The land is gone and the old way of life has vanished. Where can a farm family turn for a new set of answers?
Funny, how Iowa's rich farmland seems such a breeding ground for calamity. At least, the novels set there don't tend to be comedies.
"A Thousand Acres" was hailed for its brilliance, but not so much its punch lines. (Although, to be fair, "King Lear" - from which Jane Smiley borrowed the plot - is not exactly known as a laugh riot. Adding hogs didn't do much to lighten the death toll.) This may be an inevitable side effect of the state's hosting one of the country's premier writing workshops: all that talent staring at all those cornfields.
Whatever the reason, there seems to be an understanding among authors that the apparently endangered species known as the American family farm is a setting for a tragedy, or, for those eternal optimists, a melancholy family drama. Author Vinita Hampton Wright has chosen the latter for her newest novel, Dwelling Places.
Wright opens with a homecoming party. That sounds like fun - except the guest of honor is coming home from a mental hospital.
Usually in these novels, the family fights to keep the land.
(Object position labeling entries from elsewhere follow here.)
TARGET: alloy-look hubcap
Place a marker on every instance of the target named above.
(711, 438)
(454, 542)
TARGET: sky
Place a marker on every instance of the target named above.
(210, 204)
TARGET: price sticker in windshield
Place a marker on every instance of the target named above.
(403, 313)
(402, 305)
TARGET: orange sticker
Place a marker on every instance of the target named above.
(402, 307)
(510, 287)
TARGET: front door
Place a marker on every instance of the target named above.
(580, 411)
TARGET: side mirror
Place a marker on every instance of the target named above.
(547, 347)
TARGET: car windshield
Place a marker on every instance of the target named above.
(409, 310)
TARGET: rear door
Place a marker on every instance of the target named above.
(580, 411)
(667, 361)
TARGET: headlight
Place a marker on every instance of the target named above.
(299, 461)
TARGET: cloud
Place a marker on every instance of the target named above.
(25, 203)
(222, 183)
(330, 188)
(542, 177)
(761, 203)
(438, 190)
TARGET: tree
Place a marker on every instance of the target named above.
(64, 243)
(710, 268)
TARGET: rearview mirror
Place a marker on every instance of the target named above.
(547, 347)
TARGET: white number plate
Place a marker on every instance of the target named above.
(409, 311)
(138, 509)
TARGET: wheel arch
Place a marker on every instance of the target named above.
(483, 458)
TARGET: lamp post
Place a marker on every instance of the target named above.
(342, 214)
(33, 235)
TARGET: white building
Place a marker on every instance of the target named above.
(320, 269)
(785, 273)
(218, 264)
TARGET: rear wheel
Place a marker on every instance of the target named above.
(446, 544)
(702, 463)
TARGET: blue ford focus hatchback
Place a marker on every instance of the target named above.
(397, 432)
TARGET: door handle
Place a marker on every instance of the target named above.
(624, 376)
But here, the farm - and several family members - are gone before the opening sentence.
The family patriarch, Taylor Barnes, was killed in a tractor accident that may not have been completely accidental; and one of his two sons drank himself to death after losing his portion of the land. The other son, Mack, suffered a collapse after he lost his farm, and is now returning to what's left: the house, a stone hunting cottage, and five acres.
Wright's poignant story shifts among the various family members as they try to put themselves back together after Mack's collapse.
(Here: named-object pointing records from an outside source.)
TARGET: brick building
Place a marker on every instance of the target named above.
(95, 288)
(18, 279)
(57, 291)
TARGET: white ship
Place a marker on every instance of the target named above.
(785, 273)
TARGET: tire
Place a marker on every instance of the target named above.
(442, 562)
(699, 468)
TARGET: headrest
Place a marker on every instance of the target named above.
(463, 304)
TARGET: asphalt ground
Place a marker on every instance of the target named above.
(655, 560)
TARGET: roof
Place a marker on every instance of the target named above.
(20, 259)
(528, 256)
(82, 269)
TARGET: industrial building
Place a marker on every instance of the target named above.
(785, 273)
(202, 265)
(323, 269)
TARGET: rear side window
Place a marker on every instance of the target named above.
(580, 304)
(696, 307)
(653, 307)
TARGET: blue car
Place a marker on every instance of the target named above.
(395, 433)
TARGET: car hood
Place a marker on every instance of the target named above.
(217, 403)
Mack's 14-year-old daughter, Kenzie, believes that Jesus will fix everything if she just prays hard enough; her older brother, Taylor, lurches around town in full Goth get-up; Mack's wife, Jodie, is tired of carrying the load by herself and seeks out an affair; and Rita, Mack's stalwart mother, is busy and useful because she doesn't know any other way to be.
In the background are their neighbors, who have plenty of practice in recent years in responding to others' disasters. "Farmers in general aren't judgmental about a man who falls on hard times. They talk about him if he's lazy or a cheat or if he leaves his machinery out in the weather.... But all of them are too close to disaster on a seasonal basis to be very uppity about another man's misfortunes."